7. This peace process is being managed by only a few of people. Considering the sensitivity of the subject this method is appropriate. Typically, communications between PKK and the government takes place through media channels and otherwise through indirect means. This model of communication may cause a significant amount of misinformation signifying a need for a reliable third party to serve as a mediator.

8. Solving Turkey’s Kurd problem is not only essential for lasting peace in the country but also for Turkey’s membership in the European Union. (Nigar Karimova, 2001, p. 17)

9. A permanent solution for the Kurdish problem would involve the creation of a new constitution. In this respect the Kurdish conflict resolution and Prime Minister Erdogan’s political ambitions are closely linked. It is well known that Prime Minister Erdogan is eager to be elected as president giving him the ability to shape Turkish politics until 2023 which happens to be the hundredth anniversary of the Turkish Republic. On the other hand, the political power of the Turkey’s president is limited. Erdogan wants to change the constitution and switch the political system from parliamentary to a presidential system. Using the Kurdish situation to his advantage he may change the constitution to consolidate his political power and also solve the Kurdish Issue.

10. Another very important reason to end the ethnic conflict with PKK is the financial cost. Turkey has spent nearly half a trillion dollars over the past thirty years on counter terrorism.

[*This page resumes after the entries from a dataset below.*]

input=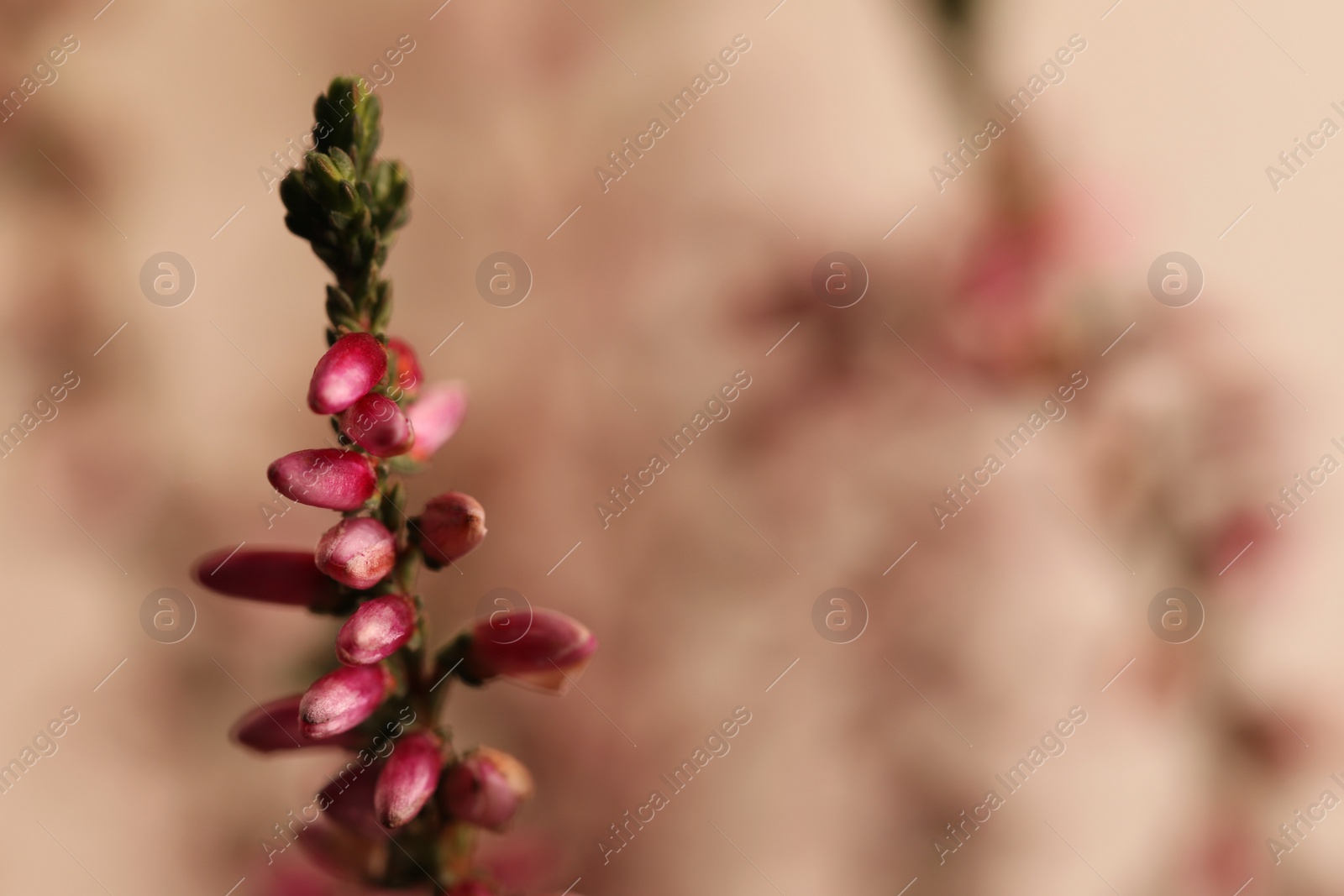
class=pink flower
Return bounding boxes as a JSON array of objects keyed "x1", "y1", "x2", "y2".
[
  {"x1": 340, "y1": 392, "x2": 415, "y2": 457},
  {"x1": 336, "y1": 594, "x2": 415, "y2": 666},
  {"x1": 298, "y1": 665, "x2": 395, "y2": 737},
  {"x1": 228, "y1": 693, "x2": 365, "y2": 752},
  {"x1": 410, "y1": 491, "x2": 486, "y2": 569},
  {"x1": 448, "y1": 880, "x2": 495, "y2": 896},
  {"x1": 387, "y1": 336, "x2": 425, "y2": 398},
  {"x1": 316, "y1": 516, "x2": 396, "y2": 589},
  {"x1": 307, "y1": 333, "x2": 387, "y2": 414},
  {"x1": 192, "y1": 548, "x2": 338, "y2": 605},
  {"x1": 459, "y1": 609, "x2": 596, "y2": 693},
  {"x1": 406, "y1": 380, "x2": 466, "y2": 464},
  {"x1": 438, "y1": 747, "x2": 533, "y2": 831},
  {"x1": 266, "y1": 448, "x2": 378, "y2": 511},
  {"x1": 374, "y1": 731, "x2": 444, "y2": 827},
  {"x1": 318, "y1": 762, "x2": 386, "y2": 840}
]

Conclusion and Recommendations:

Turkey’s 2013 Kurdish initiative may help to resolve the current ethnic conflict. To reach a permanent solution both the Turkish Government and the Kurds should be well-meaning and patient. Both sides must also be able to control their own nationalists. Ethnic nationalism is the number one enemy in this issue.

The Turkish government, bureaucrats, academics, elites and the Turkish people should understand all aspects of the Kurdish issue; and, Parliament and the opposition must be a part of this process.

The Wise-men commission should be re-established with appropriately selected Kurdish and Turkish people that would work on the conflict until it is solved. Universities, NGOs and the mass media should become involved by encouraging the parties to progress with the peace process regardless of the effort, time and money.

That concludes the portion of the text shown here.